Monday, March 24, 2025

It's a Good Performance, I'll Grant You That

Can a movie with a strong opening and one great performance still be worthwhile despite a jumbled mess of a middle and final act? That's the question I've been wrestling with after watching Heretic.

This horror movie from last year is about two Mormon missionaries, Sister Barnes and Sister Paxton. When they knock at the door of the reclusive and mysterious Mr. Reed, and accept his invitation to come inside for his wife's blueberry pie, they quickly come to regret their decision when they become trapped in the house. An uncomfortable conversation about religion soon gives way to an ominous test of faith... and then far worse.

I think it's important to classify Heretic as a horror movie and not a suspense movie or thriller. Otherwise, the audience may find itself trapped just like its Mormon characters, having gone too far too escape a situation they didn't set out to find. Heretic is ultimately a gory movie in which its protagonists are menaced by a violent man -- and you really ought to be prepared for that going in.

But I don't think the movie presents that way at all in its summary, nor does it seem to be unfolding that way for the first 30 to 45 minutes. At first the movie's villain, Mr. Reed, comes off as an intellectual "Jigsaw killer," a lightning-fast mind who has thought of everything and has the created the perfect cerebral trap from which his victims can't escape. And for my money, this is when the movie is at its best.
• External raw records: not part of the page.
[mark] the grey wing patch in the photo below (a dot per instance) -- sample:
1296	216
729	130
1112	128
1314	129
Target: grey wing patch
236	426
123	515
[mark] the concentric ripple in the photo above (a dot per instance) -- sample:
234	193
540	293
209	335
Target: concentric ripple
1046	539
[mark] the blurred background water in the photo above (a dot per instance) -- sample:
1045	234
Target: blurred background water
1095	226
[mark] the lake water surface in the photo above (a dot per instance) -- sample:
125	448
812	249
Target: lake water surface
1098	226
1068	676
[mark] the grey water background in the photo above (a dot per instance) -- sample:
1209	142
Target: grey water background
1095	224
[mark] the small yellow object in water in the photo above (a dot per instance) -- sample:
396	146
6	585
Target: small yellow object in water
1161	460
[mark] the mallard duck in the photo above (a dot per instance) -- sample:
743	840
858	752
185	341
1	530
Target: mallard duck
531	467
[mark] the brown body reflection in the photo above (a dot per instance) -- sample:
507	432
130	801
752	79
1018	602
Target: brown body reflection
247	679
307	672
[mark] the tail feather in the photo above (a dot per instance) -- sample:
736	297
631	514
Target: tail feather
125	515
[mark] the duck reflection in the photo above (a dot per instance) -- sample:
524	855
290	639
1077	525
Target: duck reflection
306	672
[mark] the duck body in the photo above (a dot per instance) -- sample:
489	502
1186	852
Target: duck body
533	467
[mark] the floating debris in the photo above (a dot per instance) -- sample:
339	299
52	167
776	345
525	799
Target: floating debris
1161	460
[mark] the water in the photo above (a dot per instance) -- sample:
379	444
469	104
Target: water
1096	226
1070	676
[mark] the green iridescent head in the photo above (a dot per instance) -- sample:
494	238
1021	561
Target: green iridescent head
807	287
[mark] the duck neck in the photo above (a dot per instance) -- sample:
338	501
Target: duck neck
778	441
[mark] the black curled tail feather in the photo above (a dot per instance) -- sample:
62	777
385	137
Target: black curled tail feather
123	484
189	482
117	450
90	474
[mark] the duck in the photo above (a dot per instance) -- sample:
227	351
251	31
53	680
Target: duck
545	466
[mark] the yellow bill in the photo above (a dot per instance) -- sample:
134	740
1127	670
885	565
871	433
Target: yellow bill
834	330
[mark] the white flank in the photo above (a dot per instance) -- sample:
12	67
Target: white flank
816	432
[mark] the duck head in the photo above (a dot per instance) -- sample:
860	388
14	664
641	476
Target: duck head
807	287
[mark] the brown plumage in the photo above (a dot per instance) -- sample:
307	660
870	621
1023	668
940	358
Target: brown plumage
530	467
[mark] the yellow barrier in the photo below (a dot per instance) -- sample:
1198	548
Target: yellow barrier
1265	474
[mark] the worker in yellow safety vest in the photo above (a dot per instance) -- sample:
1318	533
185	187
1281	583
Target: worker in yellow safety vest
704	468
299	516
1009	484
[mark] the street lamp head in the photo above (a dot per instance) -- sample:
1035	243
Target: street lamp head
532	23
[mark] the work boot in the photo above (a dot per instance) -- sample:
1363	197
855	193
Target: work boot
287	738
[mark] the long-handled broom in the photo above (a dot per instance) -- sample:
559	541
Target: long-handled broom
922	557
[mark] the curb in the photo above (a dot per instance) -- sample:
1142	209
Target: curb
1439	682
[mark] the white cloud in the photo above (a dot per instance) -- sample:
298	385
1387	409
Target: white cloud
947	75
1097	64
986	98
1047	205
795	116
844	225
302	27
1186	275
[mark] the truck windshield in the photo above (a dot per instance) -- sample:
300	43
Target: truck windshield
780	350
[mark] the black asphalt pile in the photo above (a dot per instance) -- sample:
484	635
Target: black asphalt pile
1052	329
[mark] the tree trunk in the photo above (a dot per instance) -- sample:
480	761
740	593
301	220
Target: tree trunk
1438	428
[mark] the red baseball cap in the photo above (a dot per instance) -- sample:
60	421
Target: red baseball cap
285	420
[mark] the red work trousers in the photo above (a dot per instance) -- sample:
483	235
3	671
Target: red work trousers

Before the blood starts flying, Heretic actually makes excellent points about religion -- and even allows one of its missionary protagonists to make excellent counterpoints. There's just the right amount of moral debate on display, and it's perfectly woven into an unsettling and tense situation where you feel like anything could happen next. Strangely, Mr. Reed seems to me to be at his most menacing before he actually does anything. His bark is so deliciously malign than his bite seems less interesting to me. Plus, Heretic's plot twists -- of which there are several -- grow increasingly far-fetched. If you like a movie willing to take big swings, you'll probably be with Heretic all the way. But I was missing the early cat-and-mouse tension long before the end credits rolled.

It's likely the reason I found Heretic's first half-or-so so compelling is because of the casting of Mr. Reed. Hugh Grant delivers an absolutely amazing performance. I'm hard-pressed to think of a more compelling "mannered villain" since Anthony Hopkins' indelible take on Hannibal Lecter in The Silence of the Lambs. He puts the perfect spin on Reed -- a mix of professorial elitism and bottled menace. You wouldn't need to know you were watching a horror movie, wouldn't need the dramatic music heightening the danger, to feel that this character was a looming threat. You just feel like he's a predator playing with his food.

Heretic is nearly a "three-hander" play, and so it's worth praising the other two performers in the mix. Sophie Thatcher is good as Sister Barnes, the more strong-willed of the missionaries whose answer to this terrible situation is "fight." Chloe East is also good as Sister Paxton, her timid partner whose initial answer is "flight." In any case, Hugh Grant's already-great performance is made better still by having two good scene partners to work with.

Ultimately, Heretic lost me. I'd only give it a C, and normally I wouldn't have even bothered to blog about it. But it starts so good, and Hugh Grant's villainous performance was so exciting to me, that I felt compelled to at least partially praise it. Perhaps fans of the right horror subgenre -- a wilder, weirder one -- will like it. Perhaps going into it with more properly calibrated expectations would help too. In short... perhaps this is for you?